In the last three decades, a lot of concerted efforts have been channeled into researching the local plants with hypotensive and antihypertensive therapeutic values. The hypotensive and antihypertensive effects of some of these medicinal plants have been validated and others disproved.
However, traditional medicine knowledge needs to be coupled with modern medicine and more scientific research needs to be done to verify the effectiveness, and elucidate the safety profile of such herbal remedies for their antihypertensive potential.If you’re thinking of trying herbs for medical reasons, whether it’s the whole herb or a supplement, speak to your doctor first. Currently, there are no herbs regularly recommended by high blood pressure specialists. Some herbs, especially in large quantities, may produce undesirable side effects or interfere with other medications.Read on to learn more about herbs and the research surrounding them.

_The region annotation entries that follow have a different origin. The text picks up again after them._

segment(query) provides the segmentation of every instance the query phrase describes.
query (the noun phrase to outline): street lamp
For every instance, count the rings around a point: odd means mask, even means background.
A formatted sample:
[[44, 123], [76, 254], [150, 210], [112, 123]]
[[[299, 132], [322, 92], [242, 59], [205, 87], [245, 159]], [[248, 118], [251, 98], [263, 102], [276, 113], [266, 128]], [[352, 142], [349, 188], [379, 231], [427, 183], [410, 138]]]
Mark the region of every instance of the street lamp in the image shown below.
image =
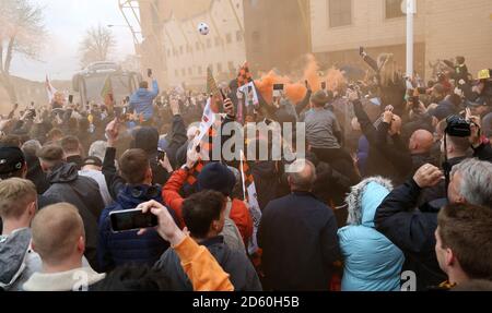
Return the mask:
[[403, 0], [403, 13], [407, 13], [407, 76], [413, 76], [413, 19], [417, 14], [415, 0]]

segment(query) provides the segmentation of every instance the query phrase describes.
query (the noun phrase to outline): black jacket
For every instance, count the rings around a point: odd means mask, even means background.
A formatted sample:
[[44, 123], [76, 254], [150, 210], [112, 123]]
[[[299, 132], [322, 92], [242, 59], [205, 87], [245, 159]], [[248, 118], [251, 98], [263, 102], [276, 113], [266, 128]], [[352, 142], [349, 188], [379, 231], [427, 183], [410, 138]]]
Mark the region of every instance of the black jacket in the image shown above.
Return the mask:
[[403, 182], [411, 171], [410, 152], [399, 136], [391, 137], [393, 144], [387, 142], [389, 125], [382, 122], [376, 129], [364, 111], [361, 101], [354, 101], [353, 107], [362, 132], [370, 143], [366, 176], [382, 176], [391, 179], [395, 184]]
[[[221, 236], [202, 241], [200, 244], [207, 246], [225, 273], [231, 275], [230, 279], [235, 291], [261, 291], [258, 275], [246, 254], [229, 249]], [[179, 257], [173, 249], [164, 252], [155, 263], [155, 268], [162, 270], [168, 277], [171, 290], [194, 290], [188, 276], [183, 270]]]
[[255, 162], [251, 173], [258, 193], [258, 204], [262, 210], [277, 197], [281, 173], [277, 169], [277, 162], [271, 160]]
[[43, 194], [49, 188], [46, 174], [40, 168], [39, 159], [33, 155], [25, 155], [27, 162], [26, 179], [31, 180], [35, 185], [38, 194]]
[[415, 208], [421, 189], [413, 181], [396, 188], [379, 205], [374, 217], [376, 229], [406, 256], [405, 270], [417, 274], [418, 290], [446, 280], [435, 256], [438, 208], [427, 204]]
[[328, 290], [332, 264], [340, 260], [337, 229], [332, 210], [311, 193], [271, 201], [258, 229], [263, 288]]
[[85, 257], [97, 267], [97, 219], [104, 209], [99, 186], [93, 179], [79, 176], [74, 164], [60, 164], [47, 176], [49, 189], [43, 194], [57, 202], [68, 202], [79, 209], [85, 229]]

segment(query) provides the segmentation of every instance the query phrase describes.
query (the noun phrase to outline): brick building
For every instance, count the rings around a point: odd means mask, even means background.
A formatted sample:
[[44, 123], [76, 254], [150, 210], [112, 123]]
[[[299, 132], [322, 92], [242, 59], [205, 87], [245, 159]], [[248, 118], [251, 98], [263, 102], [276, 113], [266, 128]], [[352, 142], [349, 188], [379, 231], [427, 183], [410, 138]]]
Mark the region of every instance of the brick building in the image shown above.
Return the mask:
[[[470, 71], [492, 68], [492, 1], [417, 0], [414, 68], [465, 56]], [[311, 0], [313, 52], [325, 65], [362, 64], [359, 47], [395, 53], [406, 69], [406, 15], [401, 0]]]

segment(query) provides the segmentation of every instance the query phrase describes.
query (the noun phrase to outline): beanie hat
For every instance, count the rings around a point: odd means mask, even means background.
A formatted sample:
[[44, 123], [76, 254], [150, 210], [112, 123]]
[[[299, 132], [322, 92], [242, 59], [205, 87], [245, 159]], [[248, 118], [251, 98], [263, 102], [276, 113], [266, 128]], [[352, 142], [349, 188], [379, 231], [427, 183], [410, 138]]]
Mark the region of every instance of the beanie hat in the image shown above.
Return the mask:
[[141, 128], [134, 134], [134, 148], [155, 153], [159, 146], [159, 132], [154, 128]]

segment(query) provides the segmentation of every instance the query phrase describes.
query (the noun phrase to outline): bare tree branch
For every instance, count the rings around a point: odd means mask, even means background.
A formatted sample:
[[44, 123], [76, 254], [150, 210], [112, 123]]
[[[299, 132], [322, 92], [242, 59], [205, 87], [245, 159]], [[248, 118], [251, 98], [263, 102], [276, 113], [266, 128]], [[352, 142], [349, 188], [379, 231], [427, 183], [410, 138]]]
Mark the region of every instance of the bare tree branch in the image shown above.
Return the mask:
[[36, 59], [46, 39], [43, 8], [31, 0], [8, 0], [0, 4], [0, 85], [5, 88], [11, 103], [15, 89], [10, 67], [15, 56]]
[[115, 47], [116, 40], [109, 29], [102, 25], [89, 28], [80, 44], [80, 62], [86, 67], [93, 62], [107, 61]]

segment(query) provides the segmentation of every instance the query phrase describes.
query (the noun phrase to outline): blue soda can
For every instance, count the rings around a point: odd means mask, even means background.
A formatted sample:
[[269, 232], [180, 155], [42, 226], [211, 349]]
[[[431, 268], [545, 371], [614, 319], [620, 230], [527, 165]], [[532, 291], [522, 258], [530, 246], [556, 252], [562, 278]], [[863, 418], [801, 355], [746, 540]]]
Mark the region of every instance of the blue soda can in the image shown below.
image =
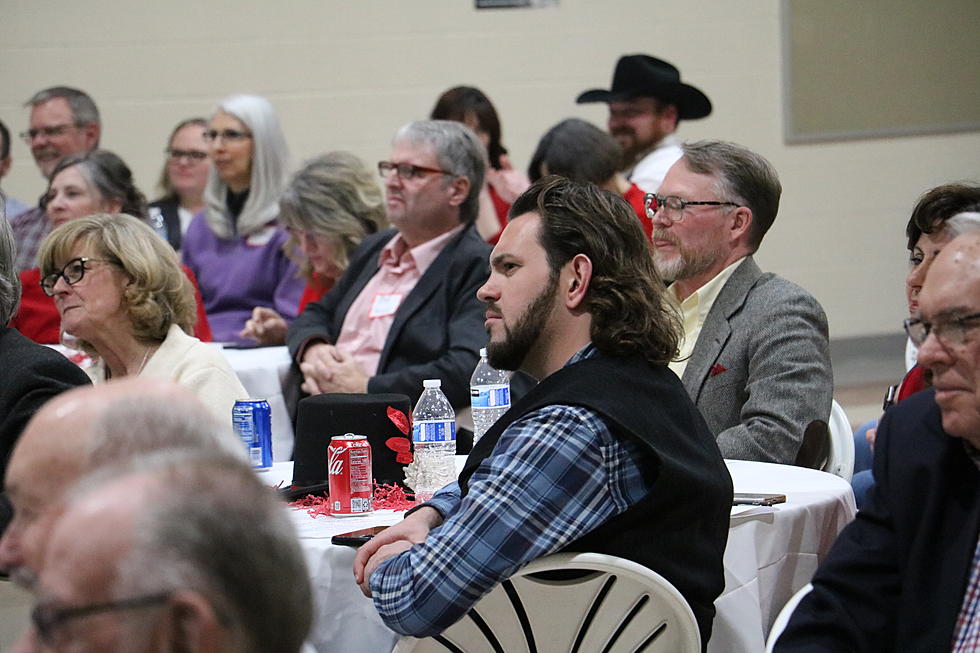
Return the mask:
[[239, 399], [231, 409], [231, 426], [245, 443], [252, 467], [272, 467], [272, 409], [265, 399]]

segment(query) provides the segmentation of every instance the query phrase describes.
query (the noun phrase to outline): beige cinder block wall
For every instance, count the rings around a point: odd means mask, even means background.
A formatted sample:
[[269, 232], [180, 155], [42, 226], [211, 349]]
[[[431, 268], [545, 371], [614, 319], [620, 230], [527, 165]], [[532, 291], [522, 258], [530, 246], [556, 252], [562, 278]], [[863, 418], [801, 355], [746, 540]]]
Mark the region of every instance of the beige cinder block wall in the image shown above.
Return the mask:
[[[681, 136], [741, 142], [776, 165], [782, 207], [758, 258], [817, 296], [835, 338], [898, 332], [902, 226], [914, 199], [980, 175], [975, 133], [785, 145], [778, 0], [560, 0], [493, 11], [472, 0], [0, 0], [0, 27], [0, 119], [19, 132], [33, 91], [86, 89], [103, 113], [103, 146], [150, 196], [172, 125], [232, 92], [274, 102], [295, 164], [333, 149], [373, 163], [442, 90], [476, 85], [525, 166], [558, 120], [604, 124], [603, 105], [574, 98], [607, 87], [620, 54], [661, 56], [715, 105]], [[30, 201], [42, 180], [23, 143], [13, 154], [4, 188]]]

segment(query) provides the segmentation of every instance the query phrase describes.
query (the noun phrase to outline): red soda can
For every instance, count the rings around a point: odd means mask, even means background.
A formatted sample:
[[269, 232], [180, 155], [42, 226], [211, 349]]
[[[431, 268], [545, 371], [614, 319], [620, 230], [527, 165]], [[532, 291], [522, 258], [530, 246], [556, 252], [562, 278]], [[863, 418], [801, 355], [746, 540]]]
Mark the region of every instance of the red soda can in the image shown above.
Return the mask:
[[365, 435], [336, 435], [327, 446], [330, 514], [351, 517], [374, 510], [371, 445]]

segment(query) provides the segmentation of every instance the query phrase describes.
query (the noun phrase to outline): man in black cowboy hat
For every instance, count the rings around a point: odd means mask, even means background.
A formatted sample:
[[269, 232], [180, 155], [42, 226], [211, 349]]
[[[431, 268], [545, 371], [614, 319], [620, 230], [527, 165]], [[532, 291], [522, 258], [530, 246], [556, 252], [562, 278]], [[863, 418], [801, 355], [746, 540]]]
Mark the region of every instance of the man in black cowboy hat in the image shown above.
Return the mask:
[[711, 100], [681, 82], [677, 68], [645, 54], [620, 57], [612, 88], [586, 91], [576, 102], [609, 104], [609, 133], [623, 148], [623, 170], [648, 193], [657, 191], [668, 168], [681, 158], [673, 136], [678, 121], [711, 113]]

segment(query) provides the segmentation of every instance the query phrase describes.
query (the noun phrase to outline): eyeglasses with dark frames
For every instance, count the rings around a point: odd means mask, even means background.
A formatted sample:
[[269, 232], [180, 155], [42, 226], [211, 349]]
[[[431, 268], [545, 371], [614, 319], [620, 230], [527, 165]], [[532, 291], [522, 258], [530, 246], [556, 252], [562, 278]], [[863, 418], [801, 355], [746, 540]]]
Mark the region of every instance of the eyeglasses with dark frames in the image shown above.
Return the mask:
[[81, 127], [81, 125], [66, 122], [63, 125], [51, 125], [50, 127], [37, 127], [34, 129], [28, 129], [27, 131], [22, 131], [20, 133], [21, 139], [28, 145], [37, 138], [38, 136], [45, 136], [46, 138], [54, 138], [55, 136], [61, 136], [66, 131], [72, 127]]
[[65, 267], [61, 268], [60, 272], [52, 272], [41, 279], [41, 290], [43, 290], [44, 294], [48, 297], [54, 297], [54, 287], [55, 284], [58, 283], [58, 279], [64, 279], [65, 283], [67, 283], [69, 286], [74, 286], [76, 283], [85, 278], [85, 271], [89, 269], [86, 267], [87, 263], [108, 263], [110, 265], [119, 265], [118, 261], [79, 256], [78, 258], [73, 258], [65, 263]]
[[656, 195], [647, 193], [643, 198], [643, 207], [646, 209], [647, 217], [651, 220], [657, 211], [662, 212], [671, 222], [680, 222], [684, 219], [684, 209], [689, 206], [739, 206], [735, 202], [716, 202], [708, 200], [687, 201], [679, 197], [669, 195]]
[[447, 175], [449, 177], [455, 176], [451, 172], [439, 170], [438, 168], [413, 166], [411, 163], [395, 163], [394, 161], [378, 161], [378, 173], [385, 179], [396, 172], [402, 179], [419, 179], [425, 175]]
[[170, 157], [171, 161], [180, 161], [181, 159], [189, 162], [196, 163], [197, 161], [203, 161], [208, 158], [207, 152], [199, 152], [198, 150], [172, 150], [166, 149], [164, 152]]
[[966, 344], [969, 332], [980, 326], [977, 320], [980, 320], [980, 313], [934, 322], [913, 317], [905, 320], [904, 325], [905, 332], [916, 347], [921, 347], [930, 333], [946, 347], [962, 347]]
[[41, 602], [31, 610], [31, 623], [34, 624], [34, 628], [37, 630], [38, 639], [45, 645], [51, 646], [54, 644], [55, 630], [67, 621], [115, 610], [148, 608], [165, 603], [170, 599], [171, 595], [172, 592], [159, 592], [157, 594], [136, 596], [131, 599], [122, 599], [119, 601], [66, 607], [59, 607], [52, 601]]
[[209, 143], [216, 141], [219, 138], [229, 143], [238, 143], [246, 138], [252, 138], [252, 135], [239, 129], [222, 129], [220, 131], [217, 129], [209, 129], [204, 132], [204, 140]]

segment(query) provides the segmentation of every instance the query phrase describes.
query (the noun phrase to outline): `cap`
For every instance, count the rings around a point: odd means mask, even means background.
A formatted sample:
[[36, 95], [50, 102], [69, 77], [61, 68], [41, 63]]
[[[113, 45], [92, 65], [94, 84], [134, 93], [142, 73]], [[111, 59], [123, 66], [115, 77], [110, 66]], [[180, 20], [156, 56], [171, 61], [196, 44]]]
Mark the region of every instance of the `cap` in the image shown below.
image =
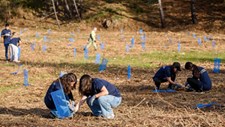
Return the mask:
[[180, 63], [179, 63], [179, 62], [174, 62], [174, 63], [173, 63], [173, 67], [174, 67], [174, 68], [177, 68], [178, 71], [181, 71]]

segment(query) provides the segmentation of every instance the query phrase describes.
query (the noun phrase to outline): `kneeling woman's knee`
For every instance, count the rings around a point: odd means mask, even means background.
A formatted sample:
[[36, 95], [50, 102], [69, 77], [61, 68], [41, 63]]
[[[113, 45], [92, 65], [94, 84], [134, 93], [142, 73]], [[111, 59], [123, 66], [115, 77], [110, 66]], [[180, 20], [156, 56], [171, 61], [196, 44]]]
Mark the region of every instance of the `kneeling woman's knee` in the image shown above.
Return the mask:
[[101, 96], [98, 98], [99, 103], [104, 103], [106, 102], [106, 100], [107, 100], [106, 96]]

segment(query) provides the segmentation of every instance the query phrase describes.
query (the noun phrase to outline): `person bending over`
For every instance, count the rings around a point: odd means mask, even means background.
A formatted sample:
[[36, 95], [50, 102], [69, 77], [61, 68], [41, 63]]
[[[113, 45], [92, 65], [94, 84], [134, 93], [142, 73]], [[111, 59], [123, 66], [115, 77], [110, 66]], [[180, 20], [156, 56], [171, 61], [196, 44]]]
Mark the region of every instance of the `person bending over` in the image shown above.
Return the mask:
[[160, 89], [161, 83], [169, 82], [168, 89], [178, 89], [181, 86], [178, 85], [176, 80], [176, 74], [181, 71], [180, 63], [174, 62], [173, 65], [161, 67], [153, 77], [153, 81], [156, 85], [156, 89]]
[[208, 75], [208, 72], [203, 68], [196, 66], [191, 62], [186, 62], [185, 69], [192, 71], [192, 78], [187, 79], [187, 91], [193, 89], [197, 92], [208, 91], [212, 88], [212, 82]]

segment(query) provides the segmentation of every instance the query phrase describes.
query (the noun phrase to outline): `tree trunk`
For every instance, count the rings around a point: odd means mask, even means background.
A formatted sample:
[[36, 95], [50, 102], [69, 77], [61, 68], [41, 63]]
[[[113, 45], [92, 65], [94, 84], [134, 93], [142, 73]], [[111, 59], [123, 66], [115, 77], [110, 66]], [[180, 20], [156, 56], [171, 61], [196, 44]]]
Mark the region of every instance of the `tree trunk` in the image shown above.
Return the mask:
[[75, 10], [76, 10], [76, 12], [77, 12], [77, 15], [78, 15], [78, 17], [79, 17], [79, 20], [81, 20], [81, 18], [80, 18], [80, 13], [79, 13], [78, 8], [77, 8], [76, 0], [73, 0], [73, 4], [74, 4]]
[[65, 1], [66, 10], [68, 11], [69, 16], [70, 16], [70, 18], [71, 18], [71, 17], [72, 17], [72, 14], [71, 14], [70, 7], [69, 7], [69, 5], [68, 5], [68, 2], [67, 2], [67, 0], [64, 0], [64, 1]]
[[193, 24], [196, 24], [197, 23], [195, 2], [196, 2], [196, 0], [191, 0], [191, 19], [192, 19], [192, 23]]
[[165, 28], [165, 17], [164, 17], [162, 2], [161, 2], [161, 0], [158, 0], [158, 2], [159, 2], [159, 11], [160, 11], [161, 27], [162, 28]]
[[56, 9], [55, 9], [55, 1], [54, 0], [52, 0], [52, 6], [53, 6], [53, 10], [54, 10], [54, 13], [55, 13], [55, 18], [56, 18], [58, 27], [60, 28], [59, 19], [58, 19], [57, 12], [56, 12]]

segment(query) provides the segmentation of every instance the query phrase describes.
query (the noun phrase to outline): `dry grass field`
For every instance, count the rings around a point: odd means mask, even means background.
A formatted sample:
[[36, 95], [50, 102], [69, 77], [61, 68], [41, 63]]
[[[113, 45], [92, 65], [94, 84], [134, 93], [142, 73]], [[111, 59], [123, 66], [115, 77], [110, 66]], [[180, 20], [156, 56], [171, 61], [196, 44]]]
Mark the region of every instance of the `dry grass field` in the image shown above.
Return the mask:
[[[98, 50], [89, 48], [89, 59], [84, 59], [83, 46], [87, 43], [90, 29], [70, 28], [67, 30], [12, 28], [20, 33], [21, 68], [17, 75], [11, 75], [18, 69], [18, 65], [4, 60], [4, 48], [0, 50], [0, 126], [69, 126], [69, 127], [222, 127], [225, 126], [225, 35], [205, 33], [202, 31], [163, 32], [149, 31], [146, 34], [146, 48], [143, 50], [140, 43], [140, 34], [137, 31], [99, 30], [100, 41]], [[39, 37], [36, 37], [36, 32]], [[74, 34], [71, 34], [74, 33]], [[197, 38], [193, 38], [196, 34]], [[43, 36], [49, 38], [44, 42]], [[204, 41], [204, 36], [210, 38]], [[73, 37], [75, 42], [69, 42]], [[134, 47], [126, 52], [126, 45], [131, 38], [135, 38]], [[202, 45], [197, 39], [201, 38]], [[171, 41], [169, 41], [171, 39]], [[216, 46], [212, 46], [215, 40]], [[181, 50], [178, 52], [178, 41]], [[104, 49], [100, 49], [100, 43]], [[35, 50], [31, 44], [35, 43]], [[46, 52], [42, 51], [47, 46]], [[76, 57], [73, 49], [76, 48]], [[107, 69], [98, 72], [95, 64], [96, 53], [108, 59]], [[222, 59], [221, 72], [215, 74], [213, 59]], [[179, 61], [184, 68], [186, 61], [205, 67], [213, 81], [213, 88], [209, 92], [196, 93], [153, 93], [154, 83], [152, 76], [160, 66]], [[127, 79], [127, 66], [131, 65], [132, 78]], [[23, 69], [29, 71], [29, 86], [23, 85]], [[115, 84], [122, 93], [122, 104], [115, 109], [115, 119], [106, 120], [91, 116], [87, 105], [72, 119], [51, 119], [43, 98], [53, 80], [59, 73], [74, 72], [78, 77], [90, 74]], [[184, 84], [190, 72], [182, 70], [177, 76], [177, 82]], [[162, 88], [166, 88], [163, 84]], [[75, 99], [80, 99], [74, 91]], [[209, 108], [195, 109], [199, 103], [216, 102]]]

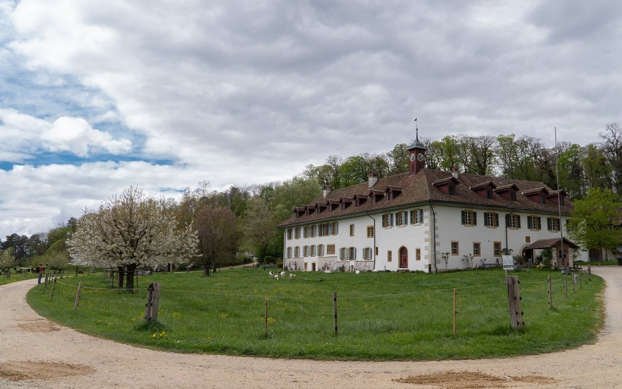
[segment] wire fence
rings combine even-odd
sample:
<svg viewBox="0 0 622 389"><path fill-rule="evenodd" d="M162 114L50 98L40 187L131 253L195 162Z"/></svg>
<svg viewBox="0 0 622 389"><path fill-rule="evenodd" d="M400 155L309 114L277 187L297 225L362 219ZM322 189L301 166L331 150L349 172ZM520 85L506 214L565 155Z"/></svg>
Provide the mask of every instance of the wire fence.
<svg viewBox="0 0 622 389"><path fill-rule="evenodd" d="M545 307L547 302L548 308L552 308L554 296L555 299L569 299L583 283L588 282L585 273L580 273L576 281L572 275L520 281L520 298L528 318L526 321L529 322L532 312L545 314L542 307ZM42 288L42 296L49 297L44 299L50 304L63 310L97 312L97 322L119 327L144 322L147 307L152 304L148 300L149 288L85 286L57 278L47 279ZM156 304L159 322L176 327L192 327L198 323L210 327L221 326L227 320L241 333L250 328L256 331L263 326L267 334L269 325L271 332L295 331L297 326L302 326L312 331L330 332L334 328L337 333L338 317L340 328L351 334L417 328L436 329L447 334L452 325L455 334L457 326L458 332L460 329L470 330L480 325L477 323L481 317L509 324L508 289L508 283L495 283L396 293L352 296L343 293L337 296L335 293L333 296L305 296L165 288L159 289ZM333 319L334 323L331 322Z"/></svg>

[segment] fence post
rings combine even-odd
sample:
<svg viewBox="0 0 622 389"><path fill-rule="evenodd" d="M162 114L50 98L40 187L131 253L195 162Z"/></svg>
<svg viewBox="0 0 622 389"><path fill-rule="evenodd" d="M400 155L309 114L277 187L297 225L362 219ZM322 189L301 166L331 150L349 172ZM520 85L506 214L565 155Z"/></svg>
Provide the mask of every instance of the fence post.
<svg viewBox="0 0 622 389"><path fill-rule="evenodd" d="M337 326L337 293L333 292L333 312L335 314L335 335L339 335Z"/></svg>
<svg viewBox="0 0 622 389"><path fill-rule="evenodd" d="M268 335L268 299L266 299L266 336Z"/></svg>
<svg viewBox="0 0 622 389"><path fill-rule="evenodd" d="M56 286L56 277L52 280L52 289L50 289L50 299L52 299L53 296L54 296L54 286Z"/></svg>
<svg viewBox="0 0 622 389"><path fill-rule="evenodd" d="M508 276L506 278L508 284L508 302L509 305L509 318L512 328L522 327L525 325L522 321L522 311L521 304L521 289L519 284L521 281L516 276Z"/></svg>
<svg viewBox="0 0 622 389"><path fill-rule="evenodd" d="M457 323L456 323L456 320L457 320L456 315L458 313L458 311L456 311L456 308L457 307L457 306L456 305L456 302L457 302L456 296L457 295L457 293L456 293L456 288L453 288L453 336L456 335L456 324L457 324Z"/></svg>
<svg viewBox="0 0 622 389"><path fill-rule="evenodd" d="M145 320L157 320L157 304L160 299L160 283L151 283L147 288L147 304Z"/></svg>
<svg viewBox="0 0 622 389"><path fill-rule="evenodd" d="M80 281L79 284L78 284L78 291L76 292L76 302L75 304L73 304L73 312L75 312L76 309L78 309L78 302L80 302L80 292L81 290L82 290L81 281Z"/></svg>
<svg viewBox="0 0 622 389"><path fill-rule="evenodd" d="M564 290L566 297L568 297L568 274L564 274Z"/></svg>
<svg viewBox="0 0 622 389"><path fill-rule="evenodd" d="M550 276L547 278L547 282L549 284L549 307L553 309L553 284L550 281Z"/></svg>

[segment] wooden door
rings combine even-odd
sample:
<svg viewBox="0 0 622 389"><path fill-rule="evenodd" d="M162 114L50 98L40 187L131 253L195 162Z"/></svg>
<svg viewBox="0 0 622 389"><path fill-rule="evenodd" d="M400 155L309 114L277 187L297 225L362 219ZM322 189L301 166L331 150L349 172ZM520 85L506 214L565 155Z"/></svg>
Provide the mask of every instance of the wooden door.
<svg viewBox="0 0 622 389"><path fill-rule="evenodd" d="M400 268L408 267L408 249L406 247L399 249L399 267Z"/></svg>

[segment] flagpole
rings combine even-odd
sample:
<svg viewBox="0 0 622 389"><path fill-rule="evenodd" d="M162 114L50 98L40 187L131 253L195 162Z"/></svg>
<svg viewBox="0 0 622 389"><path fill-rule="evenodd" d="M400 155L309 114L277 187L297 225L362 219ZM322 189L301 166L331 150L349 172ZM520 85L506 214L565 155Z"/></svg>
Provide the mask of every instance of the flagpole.
<svg viewBox="0 0 622 389"><path fill-rule="evenodd" d="M557 148L557 128L553 128L555 131L555 148ZM562 229L562 202L561 198L562 195L559 192L559 151L557 151L557 157L555 158L555 176L557 179L557 213L559 215L559 235L560 240L559 243L561 245L560 246L560 249L561 250L562 254L562 266L564 265L564 230ZM568 263L568 265L570 266L570 261Z"/></svg>

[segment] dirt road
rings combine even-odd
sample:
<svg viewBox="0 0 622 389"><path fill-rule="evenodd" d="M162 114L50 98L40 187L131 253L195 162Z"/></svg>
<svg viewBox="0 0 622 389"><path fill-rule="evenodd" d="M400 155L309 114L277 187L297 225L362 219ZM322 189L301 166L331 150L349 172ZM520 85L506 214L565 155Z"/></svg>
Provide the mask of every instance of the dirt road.
<svg viewBox="0 0 622 389"><path fill-rule="evenodd" d="M35 280L15 283L0 286L0 388L622 388L622 266L593 269L607 284L606 324L595 344L536 356L427 362L268 359L140 349L49 322L26 301Z"/></svg>

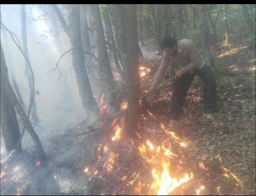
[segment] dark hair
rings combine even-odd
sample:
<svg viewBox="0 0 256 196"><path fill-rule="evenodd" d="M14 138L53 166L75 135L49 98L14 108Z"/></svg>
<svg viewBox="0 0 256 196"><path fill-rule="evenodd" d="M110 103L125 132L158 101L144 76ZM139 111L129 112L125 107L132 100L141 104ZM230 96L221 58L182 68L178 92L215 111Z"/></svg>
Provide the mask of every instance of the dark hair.
<svg viewBox="0 0 256 196"><path fill-rule="evenodd" d="M172 47L174 45L177 45L177 41L176 40L171 36L164 38L160 42L160 47L163 49L166 47Z"/></svg>

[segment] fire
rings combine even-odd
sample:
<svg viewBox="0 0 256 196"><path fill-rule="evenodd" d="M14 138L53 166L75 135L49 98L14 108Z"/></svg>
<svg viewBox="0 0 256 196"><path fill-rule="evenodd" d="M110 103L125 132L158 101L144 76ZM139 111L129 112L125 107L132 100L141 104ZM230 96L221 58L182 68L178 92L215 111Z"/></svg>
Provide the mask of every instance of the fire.
<svg viewBox="0 0 256 196"><path fill-rule="evenodd" d="M146 67L140 66L140 77L143 77L150 71L150 69Z"/></svg>
<svg viewBox="0 0 256 196"><path fill-rule="evenodd" d="M167 195L182 184L193 178L192 172L190 175L186 173L179 178L172 175L170 171L170 160L168 158L172 159L178 156L172 152L170 143L166 145L163 142L161 145L156 146L148 140L146 145L142 144L139 146L139 149L142 158L154 166L151 172L153 180L147 194ZM161 166L160 168L158 166L159 165ZM143 184L141 182L138 184L135 191L137 193L141 194L140 192L145 185L143 185Z"/></svg>
<svg viewBox="0 0 256 196"><path fill-rule="evenodd" d="M40 166L41 165L41 162L39 160L36 161L36 165L37 166Z"/></svg>
<svg viewBox="0 0 256 196"><path fill-rule="evenodd" d="M193 179L193 174L190 176L186 173L184 176L179 179L172 177L170 173L170 163L163 164L163 171L157 171L155 169L152 171L154 183L151 185L151 188L157 193L157 195L167 195L182 184Z"/></svg>
<svg viewBox="0 0 256 196"><path fill-rule="evenodd" d="M124 110L126 110L128 107L128 102L124 101L120 105L120 108Z"/></svg>
<svg viewBox="0 0 256 196"><path fill-rule="evenodd" d="M199 162L199 166L200 167L200 168L201 168L203 170L208 170L208 168L206 168L206 167L204 167L204 163L202 162Z"/></svg>
<svg viewBox="0 0 256 196"><path fill-rule="evenodd" d="M111 152L108 157L108 158L103 165L103 167L108 172L111 171L113 169L113 165L117 156L115 153Z"/></svg>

Basil is a delicious herb that goes well in a variety of foods. It also might help lower your blood pressure. In rodents, basil extract has been shown to lower blood pressure, although only briefly. The chemical eugenol, which is found in basil, may block certain substances that tighten blood vessels. This may lead to a drop in blood pressure. More studies are needed.Adding fresh basil to your diet is easy and certainly can’t hurt. Keep a small pot of the herb in your kitchen garden and add the fresh leaves to pastas, soups, salads, and casseroles.
Cinnamon is another tasty seasoning that requires little effort to include in your daily diet, and it may bring your blood pressure numbers down. One study done in rodents suggested that cinnamon extract lowered both sudden-onset and prolonged high blood pressure. However, the extract was given intravenously. It’s unclear if cinnamon consumed orally is also effective.You can include more cinnamon in your diet by sprinkling it on your breakfast cereal, oatmeal, and even in your coffee. At dinner, cinnamon enhances the flavor of stir-fries, curries, and stews.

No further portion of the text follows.